There are three things I want you to remember on this journey:
You are not alone –
I’ve been a fulltime Alzheimer’s caregiver for a total of almost 5 years and I know from experience how lonely this world can be. Remember this number – 53 million. You are one among 53 million other caregivers in this country. Take a moment to investigate support groups in your area. http://www.caregiving.org/advocacy/international/
Your life is not over – It has been through my assignment as a caregiver that God has brought unique and clearer focus about my divine purpose. Yes, this role can be for an undefined period of time; however, in that time be encouraged that as bitter and sweet it is – your divine purpose will definitely expand through this season. Not only are you making a meaningful impact in your loved one’s life, you are positioning yourself to influence the lives of others by your experience. Changing your perspective will change the outcome.
Break the routine – I don’t care how you do it or how hard it is to leave, you must get distance. I know about the financial strain, I understand the hesitancy about being away for any period of time – but often this is fear talking and not faith.

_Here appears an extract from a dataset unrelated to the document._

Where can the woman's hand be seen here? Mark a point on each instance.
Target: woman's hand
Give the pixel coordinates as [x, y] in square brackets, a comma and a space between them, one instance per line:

You don’t need a lot of support. You need one person who loves you, whom you can depend on for 1-4 days (subject to the specific demands of your caregiving experience).
From one who knows from experience, a break in the routine and change of scenery restores my body and my emotions – doing nothing is highly under-rated. When you return you will be restored with more fuel to continue. Without breaks your brain becomes numb, your emotions overtaxed, and the risk to the health of your body will accelerate. Find a hotel, a retreat center, a bed and breakfast and force yourself to restore. Force yourself – it will give you back months of energy in a few days.
Finally, I know how hard this is but caring for yourself is critical in caring for others. It may be cliché and ridiculous when people say and don’t know the challenges but as a caregiver I am sharing pearls that make a difference in my life routinely. It’s not about being perfect – God never asked us to substitute ourselves for Him. Your greatest strength will come as you allow God complete control over the results.